El tomate mexicano vuelve al ojo del huracán comercial. A partir del 14 de julio, la mayoría de las importaciones de este producto a Estados Unidos estarán sujetas a un arancel del 20.91%, según lo anunció este lunes el Departamento de Comercio del país vecino.
La decisión marca un giro en la relación comercial entre ambas naciones, al dar por terminado el acuerdo de 2019 que, durante la primera administración de Donald Trump, había congelado una disputa arancelaria con los productores mexicanos.
Según autoridades estadounidenses, esta nueva imposición busca equilibrar la competencia: “Con este arancel, nuestros productores podrán enfrentar el mercado en condiciones más justas”, indicó el comunicado oficial.

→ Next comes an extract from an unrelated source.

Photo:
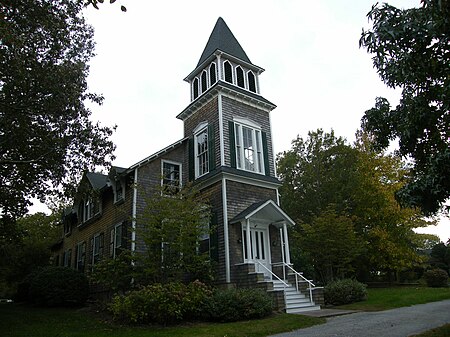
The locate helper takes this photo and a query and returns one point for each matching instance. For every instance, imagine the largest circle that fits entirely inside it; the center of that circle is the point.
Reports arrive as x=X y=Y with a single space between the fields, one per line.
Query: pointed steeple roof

La medida llega después de reiteradas quejas por parte de agricultores norteamericanos, quienes aseguraban que el pacto firmado hace cinco años no ofrecía suficiente protección contra lo que consideran competencia desleal. Tras la firma del acuerdo, se había suspendido una investigación antidumping en curso contra el tomate fresco mexicano.
Estados Unidos representa el mayor destino para el tomate cultivado en México. Tan solo en 2023, el valor de las exportaciones superó los 2 mil 700 millones de dólares, según cifras del Departamento de Agricultura.